How It Changes With the Seasons
What your dandruff looks like can shift throughout the year. In winter, low humidity dries out the scalp, which can trigger more of the small, white, dry-type flakes along with extra itching. In summer, heat and sweating ramp up oil production on the scalp, creating conditions where the fungus thrives. That can lead to larger, greasier flakes and more buildup around the hairline and behind the ears. If you notice your dandruff looks different in January than it does in July, the season is likely playing a role.
When It Might Not Be Dandruff
A few other scalp conditions look similar to dandruff but behave differently. Knowing the visual differences helps you figure out what you’re dealing with.
Seborrheic dermatitis is essentially a more intense version of dandruff. You’ll see the same oily, yellowish flakes, but the skin underneath becomes visibly red or inflamed. You may also notice scaly patches that extend beyond the scalp to the eyebrows, sides of the nose, or behind the ears. Small raised bumps, sometimes dark or yellowish-red, can appear alongside the flaking.
Scalp psoriasis looks distinctly different. It forms well-defined, raised plaques covered in thick, dry scales.
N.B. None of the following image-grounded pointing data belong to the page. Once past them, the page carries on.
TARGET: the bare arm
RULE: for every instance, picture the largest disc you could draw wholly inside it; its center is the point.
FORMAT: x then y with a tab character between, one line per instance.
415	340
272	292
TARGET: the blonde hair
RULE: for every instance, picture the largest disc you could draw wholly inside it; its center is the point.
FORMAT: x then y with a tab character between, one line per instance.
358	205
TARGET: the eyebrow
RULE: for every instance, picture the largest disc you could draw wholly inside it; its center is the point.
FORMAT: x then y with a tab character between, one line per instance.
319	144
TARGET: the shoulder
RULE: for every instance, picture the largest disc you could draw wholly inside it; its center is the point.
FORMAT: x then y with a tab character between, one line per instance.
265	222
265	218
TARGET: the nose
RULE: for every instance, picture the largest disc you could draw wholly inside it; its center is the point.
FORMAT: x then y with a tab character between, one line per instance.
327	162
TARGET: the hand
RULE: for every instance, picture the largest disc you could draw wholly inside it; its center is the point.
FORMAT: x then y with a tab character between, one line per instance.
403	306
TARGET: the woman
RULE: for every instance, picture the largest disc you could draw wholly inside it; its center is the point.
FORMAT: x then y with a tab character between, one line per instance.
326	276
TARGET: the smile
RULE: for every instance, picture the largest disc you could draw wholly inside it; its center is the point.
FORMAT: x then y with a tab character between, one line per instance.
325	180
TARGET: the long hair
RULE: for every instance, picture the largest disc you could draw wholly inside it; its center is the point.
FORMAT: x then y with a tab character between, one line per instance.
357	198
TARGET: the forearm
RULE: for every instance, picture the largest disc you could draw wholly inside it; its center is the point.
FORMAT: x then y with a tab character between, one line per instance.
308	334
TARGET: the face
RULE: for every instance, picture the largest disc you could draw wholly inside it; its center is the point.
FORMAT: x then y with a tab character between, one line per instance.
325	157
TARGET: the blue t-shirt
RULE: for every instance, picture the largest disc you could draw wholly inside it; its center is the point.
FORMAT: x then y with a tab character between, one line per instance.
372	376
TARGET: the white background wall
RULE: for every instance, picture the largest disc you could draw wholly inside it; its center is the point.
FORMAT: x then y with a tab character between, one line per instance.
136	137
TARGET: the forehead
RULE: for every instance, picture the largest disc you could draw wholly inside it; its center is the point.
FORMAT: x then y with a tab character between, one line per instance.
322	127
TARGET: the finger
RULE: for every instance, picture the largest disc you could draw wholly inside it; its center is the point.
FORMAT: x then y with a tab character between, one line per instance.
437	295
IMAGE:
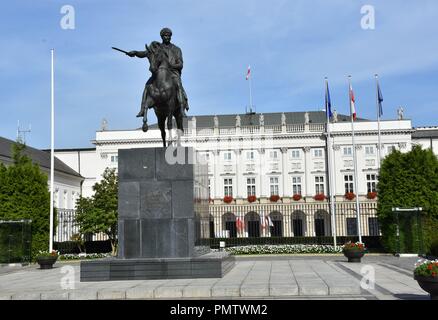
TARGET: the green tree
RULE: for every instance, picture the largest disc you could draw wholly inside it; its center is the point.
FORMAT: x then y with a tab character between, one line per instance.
24	194
408	180
99	212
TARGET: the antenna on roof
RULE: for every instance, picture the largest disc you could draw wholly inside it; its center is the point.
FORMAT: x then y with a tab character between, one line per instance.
21	134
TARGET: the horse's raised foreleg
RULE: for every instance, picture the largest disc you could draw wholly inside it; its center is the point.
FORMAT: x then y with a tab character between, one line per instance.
179	125
145	120
161	125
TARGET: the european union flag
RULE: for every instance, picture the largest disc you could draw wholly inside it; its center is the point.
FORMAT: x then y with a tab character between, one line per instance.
328	103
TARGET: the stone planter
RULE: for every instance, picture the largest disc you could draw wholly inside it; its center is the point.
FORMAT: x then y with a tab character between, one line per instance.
428	284
353	255
46	262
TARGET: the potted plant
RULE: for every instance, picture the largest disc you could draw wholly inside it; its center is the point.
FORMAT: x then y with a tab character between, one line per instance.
426	274
354	251
46	259
350	195
319	197
228	199
371	195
On lighter skin, these scales have a silvery-white sheen that dandruff doesn’t produce. Psoriasis plaques feel dry and thick rather than oily, and they often have very clear borders. The patches can extend slightly past the hairline onto the forehead or behind the ears.
Scalp eczema produces flakes that are usually larger than typical dry dandruff flakes. The skin underneath looks red and irritated, and the itching tends to be more intense. Eczema patches may feel rough or leathery if they’ve been there a while.
Signs of a More Serious Problem
Mild dandruff is cosmetically annoying but harmless. A few signs suggest something beyond routine flaking. If your scalp skin becomes painful, swollen, or starts oozing fluid, that can indicate an infection, sometimes caused by scratching that breaks the skin. Thick plaques that don’t respond to dandruff shampoos after several weeks of consistent use, or flaking that spreads to your face, ears, or chest, point toward seborrheic dermatitis or psoriasis rather than simple dandruff. Flaking combined with hair loss in patches is also worth investigating, as dandruff alone doesn’t typically cause significant hair shedding.